Fredi, in turn, becomes the best kind of mentor for the Carl Hayden students: he doesn’t give them all of the answers, but he creates an enthusiasm for their work and provides them with the necessary support to succeed. Fredi’s philosophy in the classroom is based on encouraging the students and getting them excited to learn. He doesn’t lecture, instead giving them hands-on projects in which they can feel personally invested. Fredi particularly invests in Lorenzo, whom Fredi sees as slightly adrift. When Lorenzo takes Introduction to Marine Science, he starts hanging around Fredi’s classroom. Fredi teaches him to feed the fish in the room and clean their tanks. Lorenzo had never had this kind of responsibility before, and is amazed that someone entrusts him even with the lives of a handful of fish. When Fredi sees Lorenzo’s grades drop as a result of his involvement in the robotics club, he tells him he must bring his GPA up in order to stay, thus ensuring his success in multiple aspects of his life. For Fredi, giving the kids the ability to learn and do well is more important than winning. He expresses concerns to Allan, another teacher helping out with the club, that it’s important that the students view the experience as valuable and also have the confidence to know that they can compete with other teams. Fredi also makes sure to give the students the tools to overcome their obstacles: he encourages them to reach out to people in order to raise money, and to get advice from experts so that they have a foundation of knowledge and resources to build their robot.
Fredi and Allan’s successes don’t end with Lorenzo, Oscar, Cristian, and Luis: in 2005 and 2006, the robotics team swells to more than fifty members. They place third and second in the MATE robotics competition, respectively, beating MIT again both times. This continued success proves that teachers in many ways become a child’s most valuable resource, because they not only instill them with knowledge, but spark an interest in learning and give them the capacity to believe in themselves. In the end, it is Fredi’s original desire for the students simply to go beyond what they think their capabilities are that gives them a pathway to win the entire competition.

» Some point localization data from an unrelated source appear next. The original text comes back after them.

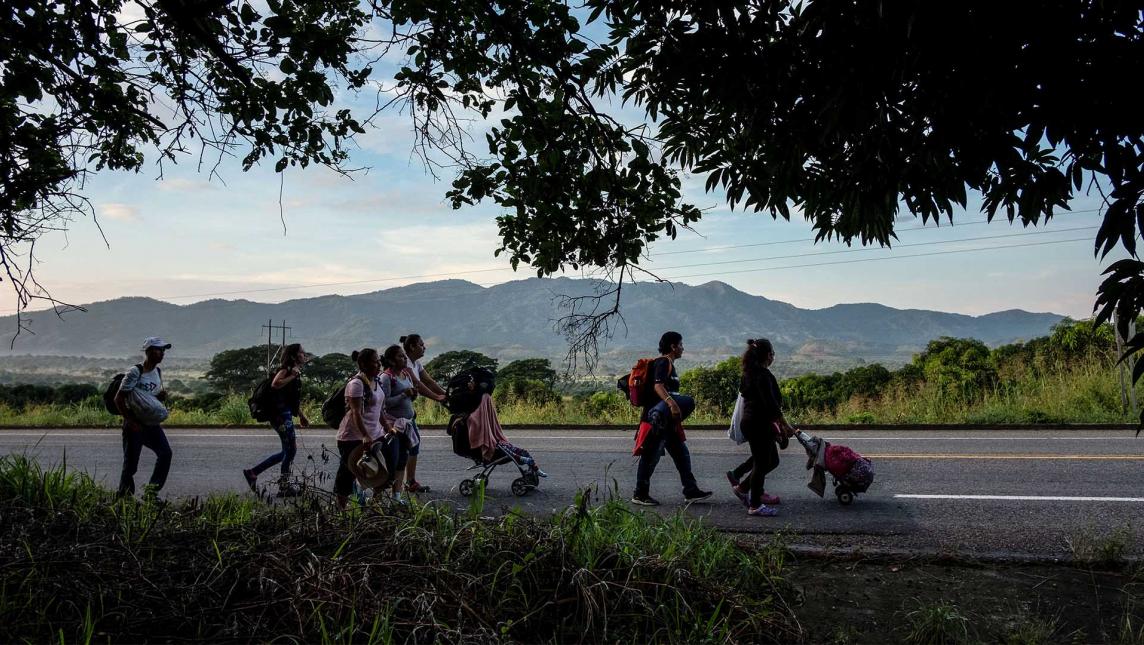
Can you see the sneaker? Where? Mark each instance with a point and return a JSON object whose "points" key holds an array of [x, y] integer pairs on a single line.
{"points": [[287, 490], [414, 486], [252, 479], [732, 478], [697, 495], [762, 510]]}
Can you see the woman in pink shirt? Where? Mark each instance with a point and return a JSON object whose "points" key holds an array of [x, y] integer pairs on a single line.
{"points": [[363, 422]]}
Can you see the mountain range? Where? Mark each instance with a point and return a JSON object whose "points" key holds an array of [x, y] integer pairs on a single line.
{"points": [[517, 319]]}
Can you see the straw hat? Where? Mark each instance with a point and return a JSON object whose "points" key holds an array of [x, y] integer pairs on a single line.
{"points": [[367, 468]]}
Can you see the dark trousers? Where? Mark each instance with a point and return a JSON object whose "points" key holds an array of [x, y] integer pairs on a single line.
{"points": [[343, 482], [744, 468], [764, 456], [653, 447], [285, 429], [153, 438]]}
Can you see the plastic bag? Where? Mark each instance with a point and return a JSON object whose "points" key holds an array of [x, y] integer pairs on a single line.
{"points": [[147, 408], [735, 432]]}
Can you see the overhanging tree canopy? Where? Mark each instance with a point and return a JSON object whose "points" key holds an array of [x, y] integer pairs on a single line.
{"points": [[843, 112], [93, 85]]}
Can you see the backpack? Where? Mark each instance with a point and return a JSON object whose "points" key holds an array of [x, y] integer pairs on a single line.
{"points": [[637, 383], [259, 401], [109, 393], [333, 411], [462, 399]]}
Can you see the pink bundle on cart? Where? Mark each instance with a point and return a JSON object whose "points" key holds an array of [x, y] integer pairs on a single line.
{"points": [[851, 472]]}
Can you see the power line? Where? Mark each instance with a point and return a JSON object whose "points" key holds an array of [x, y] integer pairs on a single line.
{"points": [[469, 272], [879, 259], [922, 228], [868, 248], [459, 276]]}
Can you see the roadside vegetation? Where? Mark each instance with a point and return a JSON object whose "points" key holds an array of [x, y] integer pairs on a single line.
{"points": [[1069, 376], [81, 566]]}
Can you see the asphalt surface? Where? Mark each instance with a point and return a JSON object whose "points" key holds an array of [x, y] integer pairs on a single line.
{"points": [[1002, 492]]}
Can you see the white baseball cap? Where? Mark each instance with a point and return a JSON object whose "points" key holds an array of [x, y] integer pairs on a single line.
{"points": [[156, 342]]}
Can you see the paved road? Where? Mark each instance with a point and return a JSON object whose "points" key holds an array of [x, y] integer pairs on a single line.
{"points": [[980, 492]]}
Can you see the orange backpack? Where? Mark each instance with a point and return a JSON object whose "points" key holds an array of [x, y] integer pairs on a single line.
{"points": [[637, 383]]}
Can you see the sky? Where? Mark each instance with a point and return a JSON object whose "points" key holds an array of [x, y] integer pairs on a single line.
{"points": [[191, 237]]}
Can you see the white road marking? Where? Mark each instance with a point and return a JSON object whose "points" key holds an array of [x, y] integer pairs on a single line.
{"points": [[1022, 498]]}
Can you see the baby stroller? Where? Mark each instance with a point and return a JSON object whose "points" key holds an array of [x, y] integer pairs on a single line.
{"points": [[469, 393], [850, 472], [459, 430]]}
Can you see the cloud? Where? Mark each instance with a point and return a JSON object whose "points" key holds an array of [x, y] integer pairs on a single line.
{"points": [[182, 184], [118, 212]]}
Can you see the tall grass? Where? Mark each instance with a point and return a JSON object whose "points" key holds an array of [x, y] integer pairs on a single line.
{"points": [[1088, 393], [231, 568], [1085, 393]]}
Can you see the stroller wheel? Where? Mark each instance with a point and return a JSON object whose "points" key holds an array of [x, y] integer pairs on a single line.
{"points": [[467, 487]]}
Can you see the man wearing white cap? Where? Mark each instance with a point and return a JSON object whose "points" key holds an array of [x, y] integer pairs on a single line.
{"points": [[140, 400]]}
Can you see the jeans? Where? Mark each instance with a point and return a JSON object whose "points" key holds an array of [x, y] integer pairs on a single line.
{"points": [[153, 438], [744, 468], [343, 482], [764, 454], [665, 437], [285, 429]]}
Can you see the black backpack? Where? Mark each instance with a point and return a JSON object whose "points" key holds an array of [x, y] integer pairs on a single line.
{"points": [[109, 393], [334, 408], [465, 390], [260, 400]]}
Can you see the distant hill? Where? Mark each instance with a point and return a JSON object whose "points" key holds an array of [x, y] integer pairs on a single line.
{"points": [[517, 319]]}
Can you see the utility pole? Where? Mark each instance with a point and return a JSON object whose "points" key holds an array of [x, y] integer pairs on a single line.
{"points": [[1127, 388], [271, 352]]}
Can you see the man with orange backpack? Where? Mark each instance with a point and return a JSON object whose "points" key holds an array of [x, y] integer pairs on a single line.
{"points": [[664, 411]]}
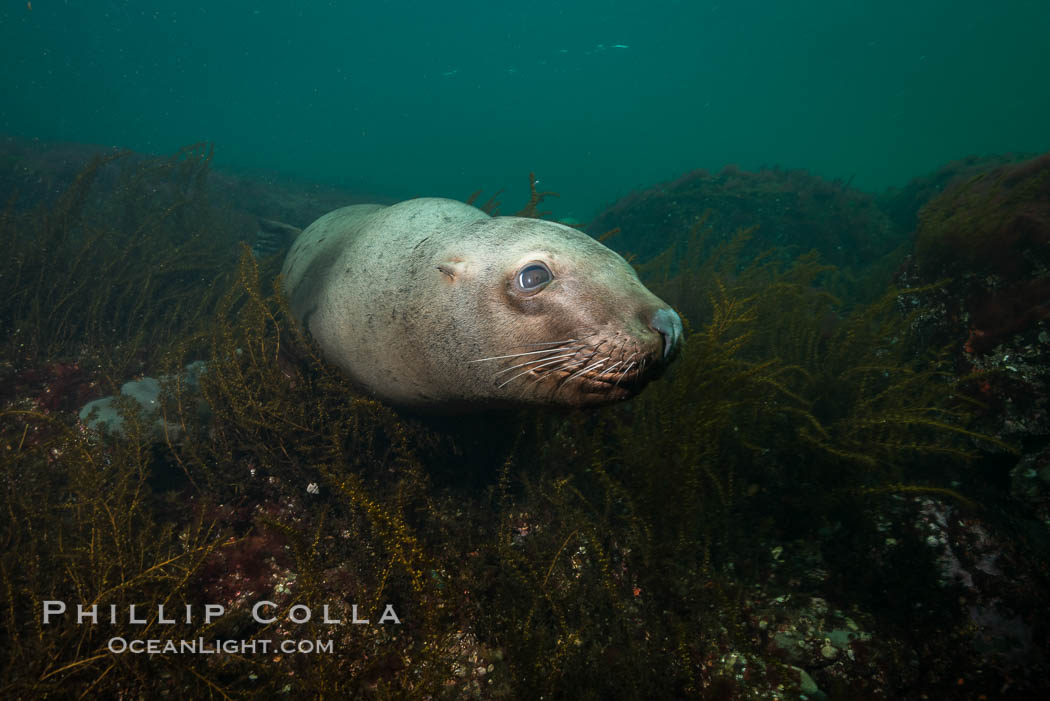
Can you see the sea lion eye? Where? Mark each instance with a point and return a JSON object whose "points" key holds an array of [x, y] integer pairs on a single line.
{"points": [[533, 276]]}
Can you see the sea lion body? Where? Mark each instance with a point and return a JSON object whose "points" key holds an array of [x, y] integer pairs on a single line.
{"points": [[434, 304]]}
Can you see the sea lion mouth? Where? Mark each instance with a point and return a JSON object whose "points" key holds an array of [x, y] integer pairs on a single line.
{"points": [[580, 370]]}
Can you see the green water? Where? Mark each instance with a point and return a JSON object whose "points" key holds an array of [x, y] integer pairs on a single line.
{"points": [[405, 99]]}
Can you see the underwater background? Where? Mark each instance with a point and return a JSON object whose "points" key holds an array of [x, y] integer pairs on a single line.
{"points": [[411, 99], [839, 490]]}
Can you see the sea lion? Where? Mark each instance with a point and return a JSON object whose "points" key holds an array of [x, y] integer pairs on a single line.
{"points": [[433, 304]]}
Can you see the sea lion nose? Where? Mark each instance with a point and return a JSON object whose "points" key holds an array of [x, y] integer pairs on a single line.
{"points": [[667, 322]]}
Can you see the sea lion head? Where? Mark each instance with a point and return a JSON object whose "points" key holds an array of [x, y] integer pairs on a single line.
{"points": [[541, 314]]}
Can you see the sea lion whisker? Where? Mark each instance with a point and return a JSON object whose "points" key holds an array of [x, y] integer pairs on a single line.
{"points": [[534, 360], [624, 373], [589, 367], [515, 355], [527, 372], [568, 340]]}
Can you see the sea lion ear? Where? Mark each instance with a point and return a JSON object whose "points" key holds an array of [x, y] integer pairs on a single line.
{"points": [[453, 268]]}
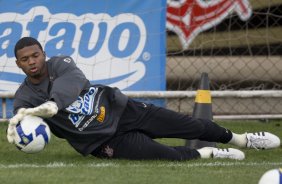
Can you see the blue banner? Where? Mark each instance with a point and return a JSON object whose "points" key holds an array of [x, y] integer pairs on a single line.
{"points": [[114, 42]]}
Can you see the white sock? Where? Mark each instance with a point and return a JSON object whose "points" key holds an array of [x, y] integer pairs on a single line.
{"points": [[238, 140], [205, 152]]}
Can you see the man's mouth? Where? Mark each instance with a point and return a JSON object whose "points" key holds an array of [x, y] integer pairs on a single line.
{"points": [[33, 70]]}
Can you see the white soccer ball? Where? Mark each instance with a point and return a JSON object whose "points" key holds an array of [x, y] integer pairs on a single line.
{"points": [[32, 134], [273, 176]]}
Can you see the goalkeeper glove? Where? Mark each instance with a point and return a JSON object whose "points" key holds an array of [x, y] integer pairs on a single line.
{"points": [[11, 130]]}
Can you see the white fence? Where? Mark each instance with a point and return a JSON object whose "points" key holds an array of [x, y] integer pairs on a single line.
{"points": [[276, 94]]}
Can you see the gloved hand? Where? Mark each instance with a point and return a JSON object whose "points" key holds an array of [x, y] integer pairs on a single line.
{"points": [[11, 130], [45, 110]]}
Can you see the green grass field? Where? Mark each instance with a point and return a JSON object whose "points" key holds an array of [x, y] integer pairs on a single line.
{"points": [[59, 163]]}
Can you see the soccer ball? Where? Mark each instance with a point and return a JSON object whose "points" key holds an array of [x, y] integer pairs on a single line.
{"points": [[32, 134], [272, 176]]}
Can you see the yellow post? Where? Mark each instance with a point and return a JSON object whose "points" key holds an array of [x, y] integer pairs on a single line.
{"points": [[202, 109]]}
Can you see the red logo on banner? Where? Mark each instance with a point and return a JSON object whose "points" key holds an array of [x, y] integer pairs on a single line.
{"points": [[187, 18]]}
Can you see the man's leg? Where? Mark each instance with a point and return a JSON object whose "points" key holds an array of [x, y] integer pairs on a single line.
{"points": [[138, 146], [158, 122]]}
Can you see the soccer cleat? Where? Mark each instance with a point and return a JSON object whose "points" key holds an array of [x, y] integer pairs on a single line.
{"points": [[228, 153], [262, 140]]}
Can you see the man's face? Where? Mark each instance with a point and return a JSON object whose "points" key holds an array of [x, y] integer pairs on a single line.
{"points": [[31, 60]]}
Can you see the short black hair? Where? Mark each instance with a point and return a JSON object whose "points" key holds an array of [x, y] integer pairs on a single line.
{"points": [[25, 42]]}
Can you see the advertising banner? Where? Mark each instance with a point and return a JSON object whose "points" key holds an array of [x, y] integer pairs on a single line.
{"points": [[114, 42]]}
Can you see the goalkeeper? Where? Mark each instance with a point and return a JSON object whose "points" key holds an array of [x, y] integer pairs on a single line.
{"points": [[100, 120]]}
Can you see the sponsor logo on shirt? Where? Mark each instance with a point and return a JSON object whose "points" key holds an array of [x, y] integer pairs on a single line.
{"points": [[82, 107], [102, 114]]}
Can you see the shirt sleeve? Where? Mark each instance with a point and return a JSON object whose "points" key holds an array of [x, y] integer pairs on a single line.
{"points": [[68, 81]]}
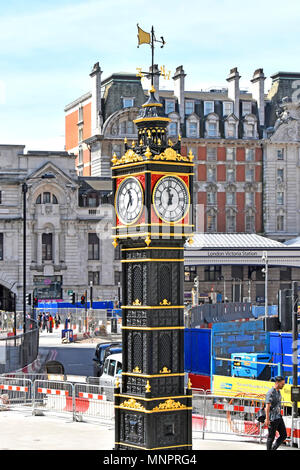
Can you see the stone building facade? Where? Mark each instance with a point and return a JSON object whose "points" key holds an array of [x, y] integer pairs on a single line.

Mentorship Quotes in Spare Parts
The chief lesson Lorenzo learned was that it was important to be creative. Hugo wasn’t running a normal mechanic’s shop, with a wall full of tools and shelves filled with supplies. He had little money, a small set of hand tools, and his ingenuity. To survive, he had to come up with fresh ideas and adapt.
The music was part of his educational philosophy. Fredi had always focused on getting kids excited to learn.
Lorenzo felt his father didn’t have any respect for him, Hugo wouldn’t let him use the tools in the driveway, and the kids around school mocked him for his strange looks. Now a teacher was entrusting him with the lives of a handful of fish. To most people, it might not seem like a lot, but to Lorenzo it was unprecedented.
The whole point was to give the guys a chance to accomplish something beyond what they thought possible. But if they showed up at the event and failed utterly, it would only reinforce the impression that they didn't belong in the contest in the first place. That could leave a kid such as Lorenzo with a permanent sense of inferiority.
For Lorenzo, the robotics team was like a new family. In some respects, Fredi and Allan were surrogate parents, constantly advising him and pushing him to do better. […] A team spirit had developed. Lorenzo wasn't the only one sitting in the front row of his classes.
To Fredi, this was a battle for the future of an unusual but talented kid. He appreciated Lorenzo's offbeat ideas and felt that the long-haired goofball had genuine talent. But Lorenzo was caught in the tractor-beam pull of poverty and low expectations.
Fredi was impressed. It was a practical, cheap, and ingenious solution. […]
“You did it,” Fredi said, clapping Lorenzo on the shoulder.
Lorenzo responded with a big smile. “I did it.”